Ahuntsic (75 357 habitants) est le plus grand territoire sélectionné. Il s’agit d’un ancien quartier résidentiel sur l’île de Montréal, éloigné du centre, essentiellement peuplé par des petites classes moyennes, canadiennes-françaises et pour la plupart vieillissantes qui sont remplacées actuellement par des jeunes familles de différentes origines. C’est un territoire vaste, comportant de nombreux espaces verts ainsi qu’une rive – celle de la rivière des Prairies. Il est socialement contrasté, combinant des ensembles de logements sociaux et des rues résidentielles bordées de maisons individuelles (parfois assez cossues). Ahuntsic est bordé et traversé par plusieurs grandes voies de circulation sur lesquelles se concentrent des immigrants récents au statut précaire (pour l’essentiel d’origine arabe et latino-américaine) qui occupent des immeubles d’appartements de taille moyenne. La diversité ethnoculturelle y est en forte croissance, surtout dans ses quartiers limitrophes (Cartierville à l’ouest, Saint-Michel et Montréal-Nord à l’est) où elle est directement associée à la précarité.

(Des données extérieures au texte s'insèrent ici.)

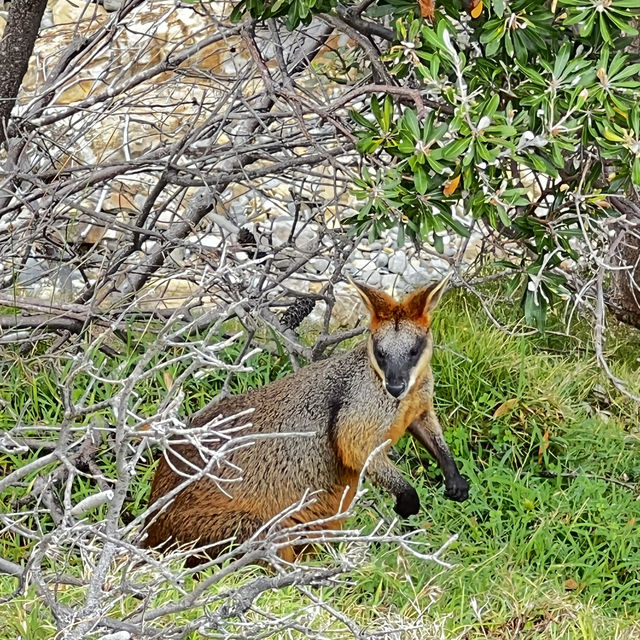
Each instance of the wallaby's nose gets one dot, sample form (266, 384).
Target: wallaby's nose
(396, 389)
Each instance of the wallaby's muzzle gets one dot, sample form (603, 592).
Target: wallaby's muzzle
(396, 389)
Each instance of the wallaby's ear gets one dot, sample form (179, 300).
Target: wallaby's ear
(421, 303)
(379, 304)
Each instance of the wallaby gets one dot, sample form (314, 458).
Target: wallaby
(345, 406)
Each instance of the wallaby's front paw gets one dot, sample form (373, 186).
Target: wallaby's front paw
(457, 489)
(407, 503)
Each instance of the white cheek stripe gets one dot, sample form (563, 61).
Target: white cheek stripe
(425, 358)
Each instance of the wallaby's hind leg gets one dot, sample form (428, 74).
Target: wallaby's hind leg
(428, 432)
(207, 528)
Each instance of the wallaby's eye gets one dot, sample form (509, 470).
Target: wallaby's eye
(416, 349)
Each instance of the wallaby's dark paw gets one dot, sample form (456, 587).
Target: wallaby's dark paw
(407, 503)
(457, 489)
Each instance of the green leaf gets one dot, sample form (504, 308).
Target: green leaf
(455, 149)
(388, 113)
(421, 179)
(410, 120)
(635, 173)
(561, 59)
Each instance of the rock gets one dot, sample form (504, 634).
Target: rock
(372, 278)
(416, 278)
(398, 262)
(388, 282)
(319, 265)
(382, 260)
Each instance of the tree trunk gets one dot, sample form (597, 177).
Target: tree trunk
(17, 42)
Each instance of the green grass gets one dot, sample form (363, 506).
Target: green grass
(549, 540)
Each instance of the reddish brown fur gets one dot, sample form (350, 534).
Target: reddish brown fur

Saint-Léonard (71 726 habitants) est le second territoire en importance de notre enquête. C’est une ancienne banlieue de l’île de Montréal peuplée par des petites classes moyennes canadienne-française et italienne[8]. Tout comme Ahuntsic, elle est dotée de nombreux espaces verts et présente un cadre bâti mixte dominé par des immeubles d’appartements de petite taille. Contrôlée depuis longtemps par une élite italienne qui, depuis environ dix ans, s’est donnée pour mission de la « réinventer » à la suite d’un certain déclin combiné à un appauvrissement, Saint-Léonard attire actuellement de nouveaux riches d’origine italienne qui y font construire leur « manoir » (monster-house) et connaît une diversification ethnoculturelle rapide, notamment avec l’arrivée d’une population originaire d’Algérie. Les Canadiens français y sont en revanche de moins en moins nombreux.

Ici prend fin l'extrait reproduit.